YouTube Shorts comes to the U.S., Amazon starts testing electric delivery vans in San Francisco, and new data suggests the impact of Google Play’s recent changes. This is your Daily Crunch for March 18, 2021.
The big story: YouTube’s TikTok rival launches in the U.S.
The YouTube Shorts product allows users to record, edit and share videos of 60 seconds or less, accompanied by licensed music from a variety of industry partners. The company has been testing the feature in India while making Shorts viewable internationally — but until today, U.S. viewers couldn’t create short videos of their own.
Sarah Perez took an in-depth look at the Shorts experience, noting that it’s pretty similar to TikTok while lacking some key features, such as intelligent sound syncing.
The tech giants
Amazon begins testing its Rivian electric delivery vans in San Francisco — This makes S.F. the second of 16 total cities that Amazon expects to bring its Rivian-sourced EVs to in 2021.
Data shows how few Google Play developers will pay the higher 30% commission after policy change — As regular Daily Crunch readers will remember, Google recently announced that it’s cutting the commissions it charges developers on Google Play.

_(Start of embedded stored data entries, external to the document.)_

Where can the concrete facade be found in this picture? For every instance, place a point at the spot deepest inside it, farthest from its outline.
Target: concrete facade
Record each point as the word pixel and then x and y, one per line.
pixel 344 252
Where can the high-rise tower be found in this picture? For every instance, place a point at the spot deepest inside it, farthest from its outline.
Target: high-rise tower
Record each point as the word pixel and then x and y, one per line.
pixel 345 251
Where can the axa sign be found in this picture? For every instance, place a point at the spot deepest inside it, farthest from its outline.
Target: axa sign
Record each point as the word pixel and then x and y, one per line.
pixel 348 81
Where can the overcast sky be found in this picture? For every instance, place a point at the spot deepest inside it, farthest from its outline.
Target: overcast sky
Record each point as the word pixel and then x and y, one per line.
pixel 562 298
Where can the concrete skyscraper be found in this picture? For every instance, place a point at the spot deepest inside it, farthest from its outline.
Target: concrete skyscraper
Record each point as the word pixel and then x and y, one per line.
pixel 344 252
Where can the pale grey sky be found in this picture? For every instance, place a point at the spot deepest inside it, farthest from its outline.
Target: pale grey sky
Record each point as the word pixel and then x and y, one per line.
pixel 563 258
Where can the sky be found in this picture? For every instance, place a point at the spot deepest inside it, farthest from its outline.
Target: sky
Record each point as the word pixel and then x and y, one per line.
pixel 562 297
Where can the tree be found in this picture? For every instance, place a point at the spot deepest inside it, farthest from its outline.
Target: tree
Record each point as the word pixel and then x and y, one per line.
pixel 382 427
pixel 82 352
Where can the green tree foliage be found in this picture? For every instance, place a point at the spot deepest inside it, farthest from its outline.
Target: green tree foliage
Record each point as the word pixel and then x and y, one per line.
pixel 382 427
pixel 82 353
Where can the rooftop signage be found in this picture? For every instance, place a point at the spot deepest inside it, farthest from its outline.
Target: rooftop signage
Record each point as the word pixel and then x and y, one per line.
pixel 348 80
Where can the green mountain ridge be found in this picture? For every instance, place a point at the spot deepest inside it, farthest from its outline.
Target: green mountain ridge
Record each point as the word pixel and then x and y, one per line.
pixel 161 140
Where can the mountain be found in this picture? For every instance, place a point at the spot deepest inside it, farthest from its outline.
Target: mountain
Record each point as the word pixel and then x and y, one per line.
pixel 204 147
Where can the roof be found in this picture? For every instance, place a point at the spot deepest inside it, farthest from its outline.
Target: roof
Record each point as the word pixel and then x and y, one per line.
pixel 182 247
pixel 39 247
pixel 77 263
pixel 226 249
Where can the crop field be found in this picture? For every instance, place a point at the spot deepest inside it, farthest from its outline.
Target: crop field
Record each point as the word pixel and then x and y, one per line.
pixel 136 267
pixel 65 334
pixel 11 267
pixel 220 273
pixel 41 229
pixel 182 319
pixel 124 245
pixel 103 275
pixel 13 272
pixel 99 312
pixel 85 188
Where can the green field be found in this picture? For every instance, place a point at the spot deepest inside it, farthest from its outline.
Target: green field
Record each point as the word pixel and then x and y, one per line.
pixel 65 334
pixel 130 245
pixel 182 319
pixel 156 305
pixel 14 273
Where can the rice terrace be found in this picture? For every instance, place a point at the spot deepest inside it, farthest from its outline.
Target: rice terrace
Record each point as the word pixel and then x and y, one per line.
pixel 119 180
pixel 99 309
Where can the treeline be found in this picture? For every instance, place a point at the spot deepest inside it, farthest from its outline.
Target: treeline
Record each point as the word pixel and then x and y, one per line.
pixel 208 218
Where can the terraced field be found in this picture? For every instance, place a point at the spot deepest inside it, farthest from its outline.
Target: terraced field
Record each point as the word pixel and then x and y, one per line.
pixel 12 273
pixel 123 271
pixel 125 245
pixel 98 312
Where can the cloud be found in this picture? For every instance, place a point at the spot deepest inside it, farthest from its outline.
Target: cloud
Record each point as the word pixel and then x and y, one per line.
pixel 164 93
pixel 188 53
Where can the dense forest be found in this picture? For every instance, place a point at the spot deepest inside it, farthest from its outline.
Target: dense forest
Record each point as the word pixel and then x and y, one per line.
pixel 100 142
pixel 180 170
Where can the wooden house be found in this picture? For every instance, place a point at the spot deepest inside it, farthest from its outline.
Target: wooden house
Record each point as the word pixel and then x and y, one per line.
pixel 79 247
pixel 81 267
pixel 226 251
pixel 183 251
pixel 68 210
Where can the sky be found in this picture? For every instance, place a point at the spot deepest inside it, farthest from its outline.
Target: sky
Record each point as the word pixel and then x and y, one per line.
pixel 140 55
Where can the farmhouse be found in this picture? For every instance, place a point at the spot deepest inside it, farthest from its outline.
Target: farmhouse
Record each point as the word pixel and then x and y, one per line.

Twitter begins testing a way to watch YouTube videos from the home timeline on iOS. Shortly after Twitter announced it would start testing a better way to display images on its app, it’s now doing the same for YouTube videos.
Startups, funding, and venture capital
Substack faces backlash over the writers it supports with significant advances — The startup has lured some of its most high-profile (and controversial) writers with sizable payments.
Homebrew backs Higo’s effort to become the ‘Venmo for B2B payments’ in LatAm — Rodolfo Corcuera, Juan José Fernández, and Daniel Tamayo founded the company. In; January 2020, recognizing that the process of paying vendors for business owners is largely “manual and cumbersome.”